Les paris risqués de David Cameron

Les Britanniques votent ce jeudi 23 juin dans un référendum portant sur le maintien de leur pays dans l’Union européenne. Ce vote leur avait été promis en 2013 par le premier ministre conservateur, David Cameron. Il s’agissait alors pour le leader faible d’un parti divisé d’une promesse dont les coûts paraissaient bien éloignés et la réalisation improbable. Alors qu’il visait surtout à conforter sa position contestée comme leader du Parti conservateur et unioniste (pour le Royaume-Uni), il est possible qu’il reste dans l’Histoire comme l’homme politique responsable de l’éclatement du pays, d’une crise peut-être fatale de l’Union européenne (UE) et, enfin, d’une crise économique.

Comment en est-on arrivé là ?

Élu leader de son parti en 2005, David Cameron s’est très vite trouvé affaibli par l’émergence d’un parti souverainiste, Ukip (UK Independence Party) dont les bons résultats aux élections européennes de 2009 avaient provoqué un malaise dans l’aile eurosceptique du parti conservateur. Une première concession avait conduit Cameron à retirer ses parlementaires à Strasbourg du Parti populaire européen (PPE) pour fonder un groupe souverainiste et anti-fédéraliste avec le parti polonais Droit et justice.

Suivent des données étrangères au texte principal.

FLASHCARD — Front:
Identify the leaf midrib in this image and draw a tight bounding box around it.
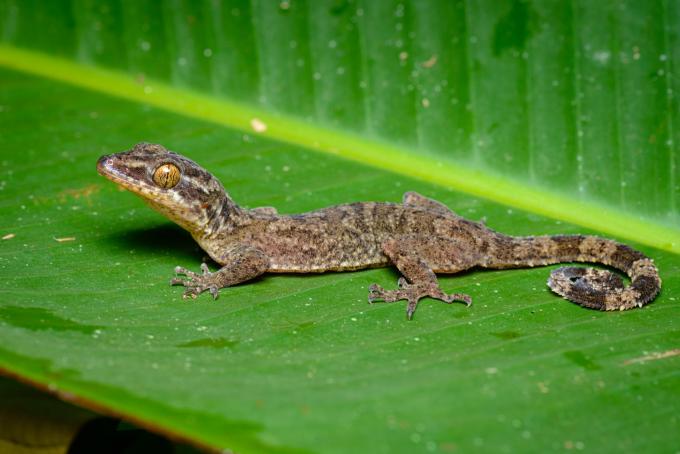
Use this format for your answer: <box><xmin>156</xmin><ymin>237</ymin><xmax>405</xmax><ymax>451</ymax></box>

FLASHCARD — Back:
<box><xmin>1</xmin><ymin>43</ymin><xmax>677</xmax><ymax>254</ymax></box>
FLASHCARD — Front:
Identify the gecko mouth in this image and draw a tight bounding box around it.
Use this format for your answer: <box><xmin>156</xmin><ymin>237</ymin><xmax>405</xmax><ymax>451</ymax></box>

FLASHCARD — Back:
<box><xmin>97</xmin><ymin>155</ymin><xmax>129</xmax><ymax>188</ymax></box>
<box><xmin>96</xmin><ymin>154</ymin><xmax>151</xmax><ymax>195</ymax></box>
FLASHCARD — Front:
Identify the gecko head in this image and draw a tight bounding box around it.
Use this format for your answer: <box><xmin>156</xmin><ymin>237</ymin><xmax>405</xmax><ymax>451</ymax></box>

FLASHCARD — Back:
<box><xmin>97</xmin><ymin>143</ymin><xmax>230</xmax><ymax>234</ymax></box>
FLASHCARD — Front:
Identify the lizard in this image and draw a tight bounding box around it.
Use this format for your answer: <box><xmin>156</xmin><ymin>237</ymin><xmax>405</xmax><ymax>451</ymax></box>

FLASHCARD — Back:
<box><xmin>96</xmin><ymin>143</ymin><xmax>661</xmax><ymax>319</ymax></box>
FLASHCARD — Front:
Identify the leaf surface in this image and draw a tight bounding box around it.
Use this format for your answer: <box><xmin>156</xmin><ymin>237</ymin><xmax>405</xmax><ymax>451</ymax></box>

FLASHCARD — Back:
<box><xmin>0</xmin><ymin>2</ymin><xmax>679</xmax><ymax>453</ymax></box>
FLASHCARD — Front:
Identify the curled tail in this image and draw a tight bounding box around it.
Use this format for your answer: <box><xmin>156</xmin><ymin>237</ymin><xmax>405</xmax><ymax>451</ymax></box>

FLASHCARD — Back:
<box><xmin>486</xmin><ymin>234</ymin><xmax>661</xmax><ymax>311</ymax></box>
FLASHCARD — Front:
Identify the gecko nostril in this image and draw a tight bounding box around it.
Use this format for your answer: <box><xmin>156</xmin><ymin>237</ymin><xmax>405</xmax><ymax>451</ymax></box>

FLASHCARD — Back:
<box><xmin>569</xmin><ymin>276</ymin><xmax>580</xmax><ymax>283</ymax></box>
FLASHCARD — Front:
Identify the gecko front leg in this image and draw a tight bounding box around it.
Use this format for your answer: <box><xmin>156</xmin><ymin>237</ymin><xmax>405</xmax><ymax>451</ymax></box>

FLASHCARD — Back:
<box><xmin>171</xmin><ymin>244</ymin><xmax>270</xmax><ymax>299</ymax></box>
<box><xmin>369</xmin><ymin>236</ymin><xmax>476</xmax><ymax>319</ymax></box>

En 2010, il avait également mené son parti à une victoire très étroite sur les travaillistes qui l’avait contraint à former le seul gouvernement de coalition de l’après-guerre avec les très pro-européens Libéraux démocrates. Si cette alliance avait permis à Cameron de devenir premier ministre, elle l’avait affaibli en contribuant à radicaliser son aile droite, frustrée de la modération apportée par le parti centriste en matière de politiques économiques et sociales ou vis-à-vis de l’Europe.

En 2013, Cameron craignait des résultats catastrophiques aux élections européennes de l’année suivante. Son gouvernement restait faible dans un contexte de crise économique prolongée et une victoire aux élections générales de 2015 paraissait très incertaine. La promesse faite pour calmer les divisions internes à son parti était facile. La justification était qu’un tel référendum pourrait régler une bonne fois pour toutes la question européenne, dans le pays et dans le parti.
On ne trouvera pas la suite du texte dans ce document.